The law enforcement agency said it does not call anyone with outstanding arrest warrants to garner fine payments or fees with outstanding arrest warrants.
The agency said if you get one of these calls “not to divulge personal or financial information to unknown callers and highly recommends the public report similar crimes to the FBI or their local police or Sheriff’s office if they are the victims of fraud. For Internet related fraud, the FBI Internet Crime Complaint Center can be contacted at www.ic3.gov. “
The scam is similar to one the IRS says still plagues the agency and public whereby the fraudster calls victims saying they are from the IRS and want payments for back taxes or other made up scenarios.
The IRS said over the summer it had seen a surge of these phone scams from scam artists who threaten police arrest, deportation, license revocation and other bogus things.

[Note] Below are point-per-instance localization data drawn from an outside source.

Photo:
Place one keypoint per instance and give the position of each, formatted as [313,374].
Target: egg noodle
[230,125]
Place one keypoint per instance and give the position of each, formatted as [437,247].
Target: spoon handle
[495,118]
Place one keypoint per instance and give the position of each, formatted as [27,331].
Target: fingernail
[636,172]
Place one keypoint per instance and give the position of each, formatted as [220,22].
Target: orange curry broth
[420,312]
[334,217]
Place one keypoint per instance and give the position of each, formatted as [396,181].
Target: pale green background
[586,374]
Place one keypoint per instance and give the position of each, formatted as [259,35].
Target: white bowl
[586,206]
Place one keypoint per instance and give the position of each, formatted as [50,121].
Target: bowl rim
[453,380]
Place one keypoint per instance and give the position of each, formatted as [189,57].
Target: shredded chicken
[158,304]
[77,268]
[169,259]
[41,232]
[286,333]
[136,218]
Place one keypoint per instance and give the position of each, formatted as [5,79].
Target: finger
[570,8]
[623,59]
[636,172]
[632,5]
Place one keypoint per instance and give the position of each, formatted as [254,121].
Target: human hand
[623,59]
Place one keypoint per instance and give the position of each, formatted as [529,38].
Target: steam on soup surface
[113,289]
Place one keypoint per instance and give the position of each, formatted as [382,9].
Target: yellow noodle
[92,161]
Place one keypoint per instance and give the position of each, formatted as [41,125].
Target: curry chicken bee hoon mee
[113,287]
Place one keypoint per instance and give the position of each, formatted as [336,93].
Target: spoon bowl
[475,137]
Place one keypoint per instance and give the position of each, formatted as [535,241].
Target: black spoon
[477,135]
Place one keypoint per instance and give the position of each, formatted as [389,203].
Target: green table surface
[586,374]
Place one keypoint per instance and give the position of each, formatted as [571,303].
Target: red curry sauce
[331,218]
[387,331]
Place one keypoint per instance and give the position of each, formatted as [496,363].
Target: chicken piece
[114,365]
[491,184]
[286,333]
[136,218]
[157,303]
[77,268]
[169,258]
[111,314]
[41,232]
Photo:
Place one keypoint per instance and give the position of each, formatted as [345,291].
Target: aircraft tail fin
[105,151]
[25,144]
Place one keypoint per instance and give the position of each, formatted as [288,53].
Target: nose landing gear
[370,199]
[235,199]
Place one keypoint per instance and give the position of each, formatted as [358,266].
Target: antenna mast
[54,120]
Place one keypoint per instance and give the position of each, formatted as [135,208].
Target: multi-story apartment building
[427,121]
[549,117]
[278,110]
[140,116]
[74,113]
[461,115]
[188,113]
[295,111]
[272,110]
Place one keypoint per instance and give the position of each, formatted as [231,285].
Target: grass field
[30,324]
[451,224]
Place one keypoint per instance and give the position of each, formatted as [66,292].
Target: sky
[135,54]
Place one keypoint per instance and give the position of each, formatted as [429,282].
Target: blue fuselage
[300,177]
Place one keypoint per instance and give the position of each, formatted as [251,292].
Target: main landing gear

Phone scams in fact for the first time topped the “Dirty Dozen” scam list compiled annually by the IRS and lists a variety of common scams taxpayers may encounter any time during the year. Scammers are able to alter caller ID numbers to make it look like the IRS is calling. They use fake names and bogus IRS badge numbers. They often leave "urgent" callback requests. They prey on the most vulnerable people, such as the elderly, newly arrived immigrants and those whose first language is not English.
Scammers have been known to impersonate agents from IRS Criminal Investigation as well.
"If someone calls unexpectedly claiming to be from the IRS with aggressive threats if you don't pay immediately, it's a scam artist calling,” the IRS said "The first IRS contact with taxpayers is usually through the mail. Don’t be taken in and don’t engage these people over the phone.”